The southern hemisphere and backpacking at midnight
To celebrate after his surgery, Proctor planned some big trips. First, he spent a month recovering. Then, thanks to a two-month sabbatical from work, he took an amazing journey to the southern hemisphere.
“I headed down the coast of Chile to Antarctica, then to Argentina and Uruguay before moving on to Australia and New Zealand. Staying with good friends in many of these places sure helped.”Proctor had to be careful not to lift too much weight. And at first, he took only short hikes while on this trip.
Six months after surgery, to test his lungs, he took his first multi-day backpacking trip with friends in Alaska’s Denali National Park.
“Even though I was still recovering, I could already sense the improvement. We saw grizzlies from afar and caribou up close. It was such a great feeling to be out there in the wild. I remember being way up on a hillside, far above the valley and seeing for miles and miles,” Proctor said.

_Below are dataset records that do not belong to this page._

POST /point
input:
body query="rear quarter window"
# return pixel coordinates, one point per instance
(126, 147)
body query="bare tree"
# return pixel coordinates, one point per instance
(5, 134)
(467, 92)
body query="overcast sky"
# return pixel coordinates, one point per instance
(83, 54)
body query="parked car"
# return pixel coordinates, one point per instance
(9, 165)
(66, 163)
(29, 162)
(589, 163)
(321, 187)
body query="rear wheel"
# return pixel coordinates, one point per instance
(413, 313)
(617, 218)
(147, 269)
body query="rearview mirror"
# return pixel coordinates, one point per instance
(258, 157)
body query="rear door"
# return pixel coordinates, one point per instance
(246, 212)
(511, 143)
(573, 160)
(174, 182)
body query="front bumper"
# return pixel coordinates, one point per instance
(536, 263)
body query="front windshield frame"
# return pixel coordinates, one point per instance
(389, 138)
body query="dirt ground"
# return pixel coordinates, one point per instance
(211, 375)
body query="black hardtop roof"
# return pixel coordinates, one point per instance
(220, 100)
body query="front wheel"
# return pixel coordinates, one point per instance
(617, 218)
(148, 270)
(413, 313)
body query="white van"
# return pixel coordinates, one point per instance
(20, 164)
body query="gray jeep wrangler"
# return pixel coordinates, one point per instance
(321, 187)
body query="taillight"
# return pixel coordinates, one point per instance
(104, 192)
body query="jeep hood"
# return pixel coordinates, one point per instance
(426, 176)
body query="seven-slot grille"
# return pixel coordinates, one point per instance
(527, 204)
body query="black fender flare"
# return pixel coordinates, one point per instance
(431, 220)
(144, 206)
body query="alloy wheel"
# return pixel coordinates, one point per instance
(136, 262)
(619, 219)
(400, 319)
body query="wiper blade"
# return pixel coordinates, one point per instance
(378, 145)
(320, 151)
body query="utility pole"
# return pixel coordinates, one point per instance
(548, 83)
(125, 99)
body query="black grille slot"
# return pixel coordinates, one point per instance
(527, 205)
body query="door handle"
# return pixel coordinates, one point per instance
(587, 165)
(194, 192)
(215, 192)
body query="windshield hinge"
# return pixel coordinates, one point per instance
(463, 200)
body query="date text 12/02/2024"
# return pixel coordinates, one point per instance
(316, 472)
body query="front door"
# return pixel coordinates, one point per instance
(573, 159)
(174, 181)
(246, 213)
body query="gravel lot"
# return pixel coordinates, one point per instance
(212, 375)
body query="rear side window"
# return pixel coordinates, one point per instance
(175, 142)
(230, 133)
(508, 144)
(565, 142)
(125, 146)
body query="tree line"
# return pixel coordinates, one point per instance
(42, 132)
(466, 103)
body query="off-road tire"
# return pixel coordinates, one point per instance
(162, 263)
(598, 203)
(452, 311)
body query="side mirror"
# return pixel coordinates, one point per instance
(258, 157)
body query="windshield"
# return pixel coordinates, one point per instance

With the sun setting so late in Alaska, Proctor found himself able to hike and hike without the exhaustion he had always felt.
“We backpacked well into the evening before setting up camp. I was feeling so good that we kept going until about midnight,” he said.
Then, soon after the bar was removed from his chest in late June, he ventured up Mt. Bierstadt. He and his friends ascended on a clear and sunny day. As Proctor climbed higher and higher, he remembers being astonished and thinking, “Now I can do this.”
“It was the first time in my life that I could easily get past 13,000 feet,” said Proctor.
One week later, he was backpacking again, this time in Wyoming’s Wind River Mountains.
Proctor’s work as the Rockies and Plains program director for Defenders of Wildlife takes him throughout Colorado, Wyoming and Montana as he works to restore imperiled wildlife from bison to grizzly bears, wolves, wolverines and endangered fish and more.
While he’s seen plenty of spectacular animals and breathtaking places, the world’s wild places seem even more remarkable now.
“I’m so happy,” Proctor said. “Life is good. I love being out in the wild and now I’ve got my health back.”